No, DT only means that it's a digital TV broadcast. It is "usually" the SD (480i/p) version of its digital broadcast when it says DT, but it can technically be either that or HD (720p/1080i). But as mentioned their HD version is usually listed as HD.


----------



## Jeeters (Feb 25, 2003)

HarperVision said:


> No, DT only means that it's a digital TV broadcast. It is "usually" the SD (480i/p) version of its digital broadcast when it says DT, but it can technically be either that or HD (720p/1080i). But as mentioned their HD version is usually listed as HD.


This.

The majority of my digital SD stations have DT suffix. And the majority of my HD stations have an HD suffix. But I have several HD stations that have a DT suffix instead of an HD suffix.


----------



## JosephB (Nov 19, 2010)

Jeeters said:


> This.
> 
> The majority of my digital SD stations have DT suffix. And the majority of my HD stations have an HD suffix. But I have several HD stations that have a DT suffix instead of an HD suffix.

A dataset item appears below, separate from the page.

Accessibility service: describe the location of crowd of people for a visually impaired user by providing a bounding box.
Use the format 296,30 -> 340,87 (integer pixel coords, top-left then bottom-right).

This is only kind of correct.

From a technical perspective, -DT is part of the callsign. So, if you had WWOR-TV in the analog days, it would now be WWOR-DT referring to the digital signal.

However, that's not a hard and fast rule. As mentioned above TV stations can drop the DT, or they can use TV instead of DT.

As far as what's listed in the guide or what's listed in the channel information, that is just completely at the whim of the engineer at the TV station that configured their equipment along with whoever submits the data to Tribune. It doesn't really mean anything in regards to whether or not the signal is HD or not.


----------



## Diana Collins (Aug 21, 2002)

ALL of this (on a TiVo) is dependent on what Tribune publishes for your cable provider. Here in the NYC DMA, on FiOS, all of the broadcast stations are listed with "DT" suffixes (WCBSDT, WNBCDT, etc.) in the TiVo guide and almost every one of them broadcasts in HD.


----------